Quote:
Originally Posted by
HoustonHoyaFan 
I suspect that we could come to some reasonable approximation of a top end CR number for video displays if we could start from some established scientific baseline. We seem unable as a group to even do that.
I suggest we start with 2 common "facts" in the HVS community:
1) The retinal ganglion cells can output a luminance range of <200:1 per precept (visual frame). The CW in HVS research is ~100:1.
2) Luminance adaption (contrast gain) can occur in as little as ~1/10 sec.
If we put those numbers together with the video frame rate of 1/60 sec maybe some like Darin can come up with a number that most of us thinks makes sense.
One thing I am not clear about is whether you consider something being shown at 60 frames per second to be 60 simultaneous frames with each limited to 200:1 without eye movement, or if just the motion in the images themselves negates the thing about simultaneous frames. For instance, the HVS is using motion as one of the clues to make out detail. As an example, if one frame had 250:1 and things outside 200:1 were crushed and the next frame had the exact same levels, except with the brightest and darkest parts shifted laterally, is it your claim that a person would not be able to perceive that motion at both ends. Again, in this case both images have the same CR with the same peak and the same valley, but just in different spots.
It also isn't clear to me if your position is that the ganglion cells could not report anything different for a 200:1 image than if it was changed to 20k:1 by lowering the darkest item. I don't see anything that indicates that the ganglion cells couldn't report something smaller than is coming off the screen. For example, output 100:1 even though the image is 200:1, but would report 200:1 if the image were 20k:1. Do you see anything that makes that clear? If there is 4% washout from a bright object to the darker part of the image, then it sure looks like they could report less than is coming off the screen and still have room to report a higher number if the CR coming off the screen increased significantly.
Quote:
Originally Posted by
GlenC 
How did the topic of this thread get turned into a discussion about the condition where the eye is capable of seeing a "MAXIMUM CR" ONLY?
Seems to me it is more informative to discuss all the variable parameters that limit CR range.
Obviously, there could be a difference in seeing high CR dark detail in a scene, if the bright area is 3" in diameter and 3' in diameter.

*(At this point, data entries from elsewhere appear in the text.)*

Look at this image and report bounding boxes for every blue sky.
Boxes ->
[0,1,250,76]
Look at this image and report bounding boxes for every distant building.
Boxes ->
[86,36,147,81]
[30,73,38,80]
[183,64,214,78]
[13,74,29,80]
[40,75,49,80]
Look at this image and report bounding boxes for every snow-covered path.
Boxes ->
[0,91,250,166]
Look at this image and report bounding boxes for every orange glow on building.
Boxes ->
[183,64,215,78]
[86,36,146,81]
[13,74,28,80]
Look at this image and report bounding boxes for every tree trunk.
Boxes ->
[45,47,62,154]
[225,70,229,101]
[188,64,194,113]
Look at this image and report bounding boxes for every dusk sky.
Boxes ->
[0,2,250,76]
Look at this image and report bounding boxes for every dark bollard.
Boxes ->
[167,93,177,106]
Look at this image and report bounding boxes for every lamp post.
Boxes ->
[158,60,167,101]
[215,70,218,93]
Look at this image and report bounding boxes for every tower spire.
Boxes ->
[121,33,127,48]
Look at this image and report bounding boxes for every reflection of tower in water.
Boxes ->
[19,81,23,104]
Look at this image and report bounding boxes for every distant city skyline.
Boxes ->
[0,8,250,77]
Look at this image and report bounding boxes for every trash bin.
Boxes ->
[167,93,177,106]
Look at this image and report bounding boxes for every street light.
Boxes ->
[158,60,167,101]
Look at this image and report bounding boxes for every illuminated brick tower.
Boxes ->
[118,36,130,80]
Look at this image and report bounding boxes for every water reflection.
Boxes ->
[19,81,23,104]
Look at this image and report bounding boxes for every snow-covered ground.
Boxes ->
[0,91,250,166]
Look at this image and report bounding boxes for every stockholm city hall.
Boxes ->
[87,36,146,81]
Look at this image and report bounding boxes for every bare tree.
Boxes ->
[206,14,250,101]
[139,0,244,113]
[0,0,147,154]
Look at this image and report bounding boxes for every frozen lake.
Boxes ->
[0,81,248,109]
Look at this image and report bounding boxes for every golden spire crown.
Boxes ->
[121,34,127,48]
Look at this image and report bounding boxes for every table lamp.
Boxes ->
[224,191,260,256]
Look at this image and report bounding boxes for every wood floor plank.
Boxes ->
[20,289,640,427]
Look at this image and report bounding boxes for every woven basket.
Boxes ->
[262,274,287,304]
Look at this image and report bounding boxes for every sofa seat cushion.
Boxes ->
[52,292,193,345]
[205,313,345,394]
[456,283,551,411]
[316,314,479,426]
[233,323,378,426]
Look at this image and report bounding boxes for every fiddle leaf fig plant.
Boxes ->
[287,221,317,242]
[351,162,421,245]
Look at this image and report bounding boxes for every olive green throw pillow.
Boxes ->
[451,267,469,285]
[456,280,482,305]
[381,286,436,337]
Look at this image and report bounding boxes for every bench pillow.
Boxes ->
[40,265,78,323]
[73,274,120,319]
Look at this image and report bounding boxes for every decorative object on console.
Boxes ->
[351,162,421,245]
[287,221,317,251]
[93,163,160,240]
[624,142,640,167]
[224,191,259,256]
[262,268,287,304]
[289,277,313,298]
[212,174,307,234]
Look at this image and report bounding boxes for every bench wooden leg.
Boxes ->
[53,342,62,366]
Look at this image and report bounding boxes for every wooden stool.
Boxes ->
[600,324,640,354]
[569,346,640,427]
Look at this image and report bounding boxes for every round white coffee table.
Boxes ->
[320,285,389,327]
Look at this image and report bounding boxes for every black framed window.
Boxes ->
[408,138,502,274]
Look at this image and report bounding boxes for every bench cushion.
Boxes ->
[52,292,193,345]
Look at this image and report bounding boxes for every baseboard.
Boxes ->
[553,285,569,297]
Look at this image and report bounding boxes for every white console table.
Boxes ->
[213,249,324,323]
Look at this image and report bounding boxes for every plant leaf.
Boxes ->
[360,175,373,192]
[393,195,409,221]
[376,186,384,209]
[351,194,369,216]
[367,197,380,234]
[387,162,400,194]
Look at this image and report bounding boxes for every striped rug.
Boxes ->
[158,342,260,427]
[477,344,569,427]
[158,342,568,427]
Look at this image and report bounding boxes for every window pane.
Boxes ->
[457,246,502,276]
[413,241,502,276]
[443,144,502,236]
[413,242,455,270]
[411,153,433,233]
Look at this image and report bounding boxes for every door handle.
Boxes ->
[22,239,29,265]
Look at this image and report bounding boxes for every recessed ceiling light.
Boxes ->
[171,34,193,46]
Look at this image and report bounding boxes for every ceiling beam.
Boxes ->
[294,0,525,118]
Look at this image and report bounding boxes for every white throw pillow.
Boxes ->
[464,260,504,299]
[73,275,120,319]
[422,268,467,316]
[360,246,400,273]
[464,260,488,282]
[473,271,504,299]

While it is interesting to consider different cases where we are more limited and less limited, this thread was about the upper limit at once or in one image. If a person says that people can't see anything beyond x:1 and it turns out we can under some conditions (but that there are also conditions where we can't) then they are wrong if they don't specify any conditions and make it out that it is for all conditions. And if they are teaching ISF courses and making people think that images don't need any more than 200:1 (or 300:1 or whatever it is) at once because we couldn't see improvements beyond that, then that is unfortunate.
Again, if a person wants to say that under y conditions we can't see beyond x:1, then that is fine (if it is true). But a test that uses images that limit our vision more than other images do doesn't prove an upper limit and the result should not be claimed as an upper limit. I bet I could come up with images where you couldn't tell the difference between 20:1 and 20k:1, but I wouldn't claim 20:1 as the limit.